Decide who the chatbot is for, what it is allowed to answer, which actions need approval, and whether visitors should be anonymous or signed in.

Open the Deploy Page

Open the agent you want to publish, then choose Deploy. The direct route is /agents/[id]/deploy, where [id] is the agent id.

Choose New deployment to create a public chatbot configuration for that agent. Use one deployment per audience or access model so settings stay easy to review later.

Choose the Slug and Public URL

Enter a short, readable slug for the chatbot. The slug becomes the public URL, such as your-slug.agenticworkers.com.

Use a slug that visitors will recognize and that you are comfortable sharing publicly. If the slug is already taken, choose a more specific version for your workspace, brand, team, or use case.

Set Access and Privacy

Choose anonymous access when anyone with the link should be able to start chatting without signing in. Choose sign-in required when each visitor should authenticate before using the chatbot.

Set privacy to public for an openly shareable chatbot. Use password protection when visitors should enter a shared password, or use an email allowlist when only specific addresses should be able to access it.

Match the privacy setting to the data and actions available to the agent. Customer-facing and internal workflows usually need stricter settings than a simple public FAQ bot.

Choose Payment and Memory Options

Choose who pays for usage. Owner pays means visitor chats consume the deployment owner workspace credits. Visitor pays means visitors use their own account or payment path when required by the deployment.
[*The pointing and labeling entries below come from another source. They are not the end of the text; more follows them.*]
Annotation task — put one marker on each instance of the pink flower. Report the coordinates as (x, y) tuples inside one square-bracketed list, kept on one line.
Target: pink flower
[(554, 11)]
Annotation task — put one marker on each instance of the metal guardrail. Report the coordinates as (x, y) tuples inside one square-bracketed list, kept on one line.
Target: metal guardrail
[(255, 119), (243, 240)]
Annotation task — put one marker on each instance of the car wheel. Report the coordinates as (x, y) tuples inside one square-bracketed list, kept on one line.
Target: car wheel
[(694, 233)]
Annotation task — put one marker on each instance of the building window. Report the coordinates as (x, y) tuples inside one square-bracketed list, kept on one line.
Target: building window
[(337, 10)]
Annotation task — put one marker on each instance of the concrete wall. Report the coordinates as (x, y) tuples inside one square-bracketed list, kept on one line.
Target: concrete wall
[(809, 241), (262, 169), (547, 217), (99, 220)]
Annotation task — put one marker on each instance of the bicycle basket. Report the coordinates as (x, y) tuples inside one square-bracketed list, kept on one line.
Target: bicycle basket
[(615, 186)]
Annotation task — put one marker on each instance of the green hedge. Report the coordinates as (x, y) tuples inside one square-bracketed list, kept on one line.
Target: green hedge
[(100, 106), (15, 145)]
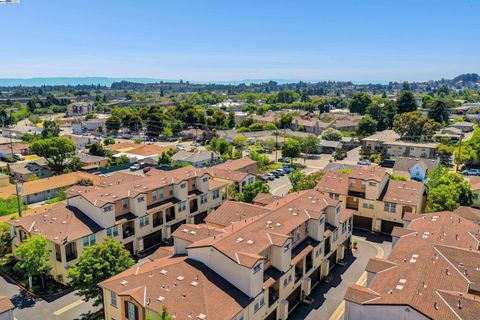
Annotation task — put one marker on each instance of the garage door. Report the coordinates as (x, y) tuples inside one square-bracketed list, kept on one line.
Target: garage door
[(152, 239), (294, 299), (363, 223), (387, 226)]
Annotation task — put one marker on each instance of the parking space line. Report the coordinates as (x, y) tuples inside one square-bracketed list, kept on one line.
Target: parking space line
[(68, 307)]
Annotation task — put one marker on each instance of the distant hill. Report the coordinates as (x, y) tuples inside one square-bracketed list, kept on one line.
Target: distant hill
[(70, 81)]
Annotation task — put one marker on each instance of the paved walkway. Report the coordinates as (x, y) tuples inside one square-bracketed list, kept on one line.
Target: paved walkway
[(67, 307), (329, 302)]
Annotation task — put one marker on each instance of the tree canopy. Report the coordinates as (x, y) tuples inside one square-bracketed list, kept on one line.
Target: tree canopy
[(96, 264)]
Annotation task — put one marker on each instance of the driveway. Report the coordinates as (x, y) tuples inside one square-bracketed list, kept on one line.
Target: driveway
[(328, 297), (280, 186), (67, 307)]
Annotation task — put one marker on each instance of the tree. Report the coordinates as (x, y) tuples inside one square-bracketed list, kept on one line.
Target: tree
[(332, 134), (359, 103), (438, 109), (164, 158), (447, 191), (55, 150), (33, 258), (366, 126), (97, 149), (113, 123), (96, 264), (415, 126), (51, 129), (5, 240), (406, 102), (251, 190), (108, 141), (291, 148), (310, 144)]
If your plan supports it, enable per-visitor memory when the chatbot should remember context separately for each signed-in visitor. This option is available on Ultra and higher plans.
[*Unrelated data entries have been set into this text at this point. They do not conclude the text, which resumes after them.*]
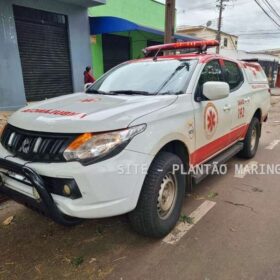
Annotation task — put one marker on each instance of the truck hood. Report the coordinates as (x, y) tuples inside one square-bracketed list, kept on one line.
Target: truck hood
[(80, 112)]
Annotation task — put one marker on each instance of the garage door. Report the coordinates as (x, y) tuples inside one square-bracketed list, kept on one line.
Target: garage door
[(44, 52), (116, 49)]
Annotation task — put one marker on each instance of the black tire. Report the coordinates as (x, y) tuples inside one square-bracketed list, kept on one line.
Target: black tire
[(249, 150), (147, 218)]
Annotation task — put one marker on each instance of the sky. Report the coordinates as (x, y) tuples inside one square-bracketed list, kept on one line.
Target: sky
[(240, 18)]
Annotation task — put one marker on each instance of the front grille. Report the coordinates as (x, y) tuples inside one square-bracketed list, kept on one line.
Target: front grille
[(36, 146)]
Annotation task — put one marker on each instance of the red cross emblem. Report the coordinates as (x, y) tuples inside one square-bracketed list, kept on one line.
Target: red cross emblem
[(211, 120)]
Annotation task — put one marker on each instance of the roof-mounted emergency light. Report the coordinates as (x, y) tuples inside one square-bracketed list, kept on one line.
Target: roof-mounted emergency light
[(201, 46)]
Leave per-visitor memory off when the agent should treat every visitor session as fresh, or when you have not yet reviewed the privacy implications of retaining visitor-specific context.

Save and Share

Review the slug, access mode, privacy setting, payment model, and memory setting, then save the deployment.

After saving, copy the public URL and share it with the intended audience. For protected deployments, share the password or access instructions through a separate trusted channel.

Verify the Chatbot

Open the public URL in a fresh browser session. Confirm the page loads at your slug, the access or privacy gate behaves as expected, and a visitor can start a chat.

Send a realistic visitor question and confirm the agent answers with the right instructions, tools, and boundaries. If the response depends on connected apps, review the trace, the step-by-step run log, or app result before wider sharing.

Troubleshooting

If you cannot deploy the agent, confirm the workspace is on a Pro or higher plan and that you have permission to manage the agent.

If per-visitor memory is greyed out, upgrade to Ultra or higher, or deploy without per-visitor memory.

If visitors cannot open the URL, check the slug, active deployment status, privacy mode, password, and email allowlist.

If the chatbot cannot use an app or tool, reconnect the integration, enable the tool for the agent, and test the agent inside the workspace before saving or sharing the deployment again.

If usage is higher than expected, switch to a stricter access mode, review who pays for visitor chats, or pause sharing while you check plans and limits.